81. The patient support apparatus of claim 80 , wherein the angulation assembly comprises at least one rod coupled to the hinges, such that as the at least one rod moves toward or away from the hinges, the torso trolley moves in the same general direction.
82. The patient support apparatus of claim 81 , wherein the motorized gear assembly is coupled to the at least one rod comprising a translation wedge slidably engaging between upper and lower rollers positioned at or near the spaced apart hinges, the motorized gear assembly configured to actuate the translation wedge to change the angulation between the head-end section and the foot-end section.
83. The patient support apparatus of claim 82 , wherein the upper roller has an axis of rotation, the lower roller is spaced from the upper roller and has a second axis of rotation substantially parallel to the first axis of rotation.
84. The patient support apparatus of claim 83 , wherein the translation wedge slidably engages the upper and lower rollers and is movable in a direction perpendicular to the first and second axes of rotation, so as to vertically bias the first and second rollers away from one another.

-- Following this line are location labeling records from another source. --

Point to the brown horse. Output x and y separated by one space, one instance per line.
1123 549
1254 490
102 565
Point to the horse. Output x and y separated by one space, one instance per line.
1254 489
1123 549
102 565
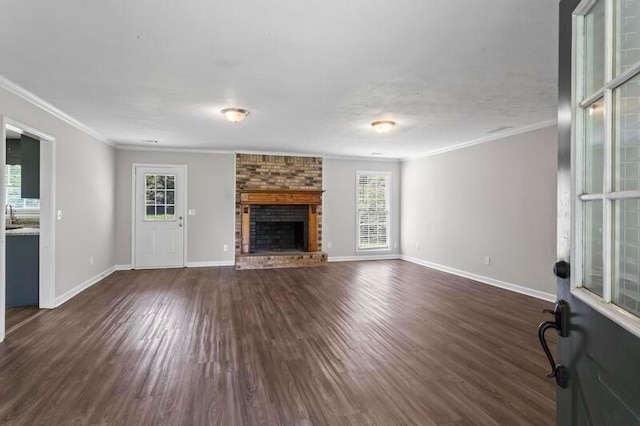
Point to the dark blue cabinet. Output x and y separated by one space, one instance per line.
23 270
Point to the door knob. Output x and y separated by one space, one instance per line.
560 312
562 269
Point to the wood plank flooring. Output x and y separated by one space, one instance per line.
17 316
354 343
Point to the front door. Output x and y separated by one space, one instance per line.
599 212
159 213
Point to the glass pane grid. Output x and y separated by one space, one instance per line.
373 213
159 197
626 291
593 264
594 48
627 34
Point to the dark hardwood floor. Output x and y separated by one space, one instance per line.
384 342
17 316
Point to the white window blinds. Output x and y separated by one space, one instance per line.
373 210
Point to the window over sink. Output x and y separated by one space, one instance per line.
13 196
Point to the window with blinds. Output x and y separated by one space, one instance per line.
13 196
373 209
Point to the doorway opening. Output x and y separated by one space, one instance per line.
26 248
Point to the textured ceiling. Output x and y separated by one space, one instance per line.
313 73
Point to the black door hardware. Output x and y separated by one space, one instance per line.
560 313
562 269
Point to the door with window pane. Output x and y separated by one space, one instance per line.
159 213
599 211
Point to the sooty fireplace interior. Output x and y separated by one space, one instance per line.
279 228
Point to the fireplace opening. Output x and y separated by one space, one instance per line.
279 236
279 228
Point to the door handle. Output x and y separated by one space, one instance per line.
560 313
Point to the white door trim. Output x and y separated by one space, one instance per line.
133 206
47 218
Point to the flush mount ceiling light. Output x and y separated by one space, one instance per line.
13 128
383 126
235 114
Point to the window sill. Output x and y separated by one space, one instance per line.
386 249
624 319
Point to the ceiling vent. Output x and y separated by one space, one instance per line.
500 129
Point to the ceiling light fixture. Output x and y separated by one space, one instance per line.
235 114
14 128
383 126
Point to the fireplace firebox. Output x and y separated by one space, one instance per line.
279 221
279 228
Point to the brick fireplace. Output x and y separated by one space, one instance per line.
278 211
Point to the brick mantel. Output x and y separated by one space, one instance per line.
312 198
280 196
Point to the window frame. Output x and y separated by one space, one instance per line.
580 103
387 174
24 211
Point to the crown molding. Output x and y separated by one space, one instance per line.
497 136
362 158
128 147
28 96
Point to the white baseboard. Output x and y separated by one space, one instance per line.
210 263
81 287
485 280
363 257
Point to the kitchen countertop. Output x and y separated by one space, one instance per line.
22 231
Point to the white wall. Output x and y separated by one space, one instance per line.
211 193
84 192
339 207
494 199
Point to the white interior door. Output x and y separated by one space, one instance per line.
159 214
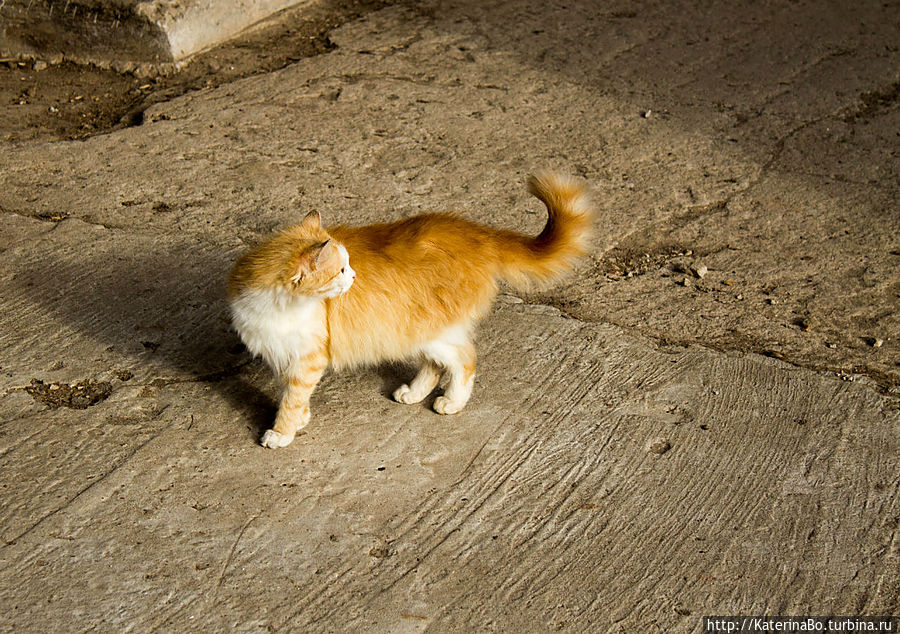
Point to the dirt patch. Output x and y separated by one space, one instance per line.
69 101
78 395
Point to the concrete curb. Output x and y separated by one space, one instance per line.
127 35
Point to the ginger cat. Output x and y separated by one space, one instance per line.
414 292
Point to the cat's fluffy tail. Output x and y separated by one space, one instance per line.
529 262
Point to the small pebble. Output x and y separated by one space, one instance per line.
699 270
659 446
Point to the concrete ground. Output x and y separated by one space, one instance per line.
704 420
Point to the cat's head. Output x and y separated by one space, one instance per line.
320 266
302 260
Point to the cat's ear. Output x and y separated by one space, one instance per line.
309 261
318 254
312 221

85. The apparatus of claim 82 , wherein the translation wedge includes first and second opposed ends, the first end having a first height and the second end having a second height substantially greater than the first height, wherein when the upper and lower rollers engage the translation wedge adjacent to the first end, the pair of spaced apart hinges articulate in a downwardly breaking position, and when the upper and lower rollers engage the translation wedge adjacent to the second end, the pair of spaced apart hinges articulate in an upwardly breaking position.

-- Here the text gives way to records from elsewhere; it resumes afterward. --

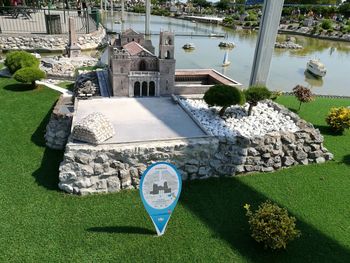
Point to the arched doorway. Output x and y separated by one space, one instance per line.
142 65
167 55
144 88
137 89
152 89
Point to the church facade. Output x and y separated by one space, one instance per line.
134 69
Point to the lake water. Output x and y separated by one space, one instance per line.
287 66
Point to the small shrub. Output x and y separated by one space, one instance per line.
223 96
276 94
29 75
271 225
303 94
254 94
327 24
339 119
20 59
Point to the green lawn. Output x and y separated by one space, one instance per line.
39 223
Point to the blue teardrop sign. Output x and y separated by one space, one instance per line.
160 188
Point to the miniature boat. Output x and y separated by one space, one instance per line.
189 46
317 68
227 44
225 63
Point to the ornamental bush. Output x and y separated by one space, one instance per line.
29 75
223 96
20 59
302 94
271 225
327 24
339 119
254 94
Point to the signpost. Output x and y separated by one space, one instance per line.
160 188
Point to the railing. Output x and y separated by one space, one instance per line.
143 73
31 20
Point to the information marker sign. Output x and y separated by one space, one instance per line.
160 188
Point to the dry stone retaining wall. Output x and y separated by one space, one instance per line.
111 167
51 43
106 168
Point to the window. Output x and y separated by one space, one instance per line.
137 89
142 65
144 88
152 89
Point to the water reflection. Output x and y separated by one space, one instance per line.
287 66
312 80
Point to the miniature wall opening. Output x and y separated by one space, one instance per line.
142 66
152 89
137 89
144 88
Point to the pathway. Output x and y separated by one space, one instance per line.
65 92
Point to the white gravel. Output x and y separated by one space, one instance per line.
264 119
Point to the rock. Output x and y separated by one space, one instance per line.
191 168
300 155
288 161
94 128
65 187
203 171
328 156
320 160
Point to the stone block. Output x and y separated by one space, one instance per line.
191 168
94 128
288 161
113 184
320 160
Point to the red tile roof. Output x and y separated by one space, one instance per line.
135 48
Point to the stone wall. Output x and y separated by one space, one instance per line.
59 127
106 168
111 167
50 43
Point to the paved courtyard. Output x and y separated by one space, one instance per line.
141 119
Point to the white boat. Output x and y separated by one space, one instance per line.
317 68
225 44
225 63
189 46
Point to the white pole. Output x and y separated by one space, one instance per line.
122 18
269 24
148 16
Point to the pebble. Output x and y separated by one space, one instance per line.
236 121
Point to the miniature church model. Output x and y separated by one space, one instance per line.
134 69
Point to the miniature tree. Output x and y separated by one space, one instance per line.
254 94
303 94
223 96
20 59
271 225
339 119
29 75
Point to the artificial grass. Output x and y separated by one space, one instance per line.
39 223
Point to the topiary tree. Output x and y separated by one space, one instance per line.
339 119
254 94
327 24
271 225
223 96
16 60
303 94
29 75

86. The patient support apparatus of claim 80 , wherein the angulation assembly is cooperatively linked with the first and second lift assemblies so as to articulate the head-end section and foot-end section relative to each other about the hinges while simultaneously substantially maintaining the height of the hinges relative to the floor.
87. The patient support apparatus of claim 80 , wherein the head-end section comprises inboard and outboard ends, and the torso trolley cooperating with the hinge to slide between the inboard and outboard ends of the head-end section.